A comparação com a União
Soviética veio a propósito da tentativa, dirigida pelo Bloco de Esquerda e
obedientemente seguida pela ministra de afastar os grupos privados da saúde. É
igualmente simbólico, e muito preocupante, que esta frase tenha sido dita 45
anos depois do 25 de Abril e 28 anos depois do colapso da União Soviética.
Mostra o estado da política portuguesa.

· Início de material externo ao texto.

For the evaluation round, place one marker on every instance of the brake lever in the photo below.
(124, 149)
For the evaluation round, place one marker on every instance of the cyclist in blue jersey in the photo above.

Os deputados do partido do governo
foram forçados a recorrer ao exemplo do império comunista, a mais longa
experiência de servidão e miséria humana do século XX.
Este episódio também nos faz
recordar que houve não uma, mas duas revoluções em abril de 1974. A revolução
democrática liberal, que esteve ameaçada durante o ano de 1975, e se consolidou
durante a década de 1980 com as revisões constitucionais e a entrada de
Portugal nas Comunidades Europeias. A segunda, a revolução comunista,
prosseguida pelo PCP, os outros partidos da extrema esquerda (alguns deles
deram origem ao BE), e alguns capitães do MFA, quase triunfou até ao 25 de novembro
de 1975. A revolução comunista foi derrotada, primeiro em Portugal e depois, em
1989 e em 1991, na Europa, mas não desapareceu.
Para justificar a sua entrada
em São Bento, António Costa contou uma enorme mentira aos portugueses: disse
que o PCP e o BE tinham derrubado os seus “muros de Berlim” e já não eram
revolucionários. Costa sabia muito bem que não era verdade, mas precisava de
justificar o apoio parlamentar necessário ao seu governo minoritário. Os
dirigentes comunistas do PCP e neocomunistas do BE continuam a ser o que sempre
foram: revolucionários que querem derrubar a nossa democracia liberal. Ninguém
se iluda com a bonomia de Jerónimo de Sousa ou a simpatia de Catarina Martins.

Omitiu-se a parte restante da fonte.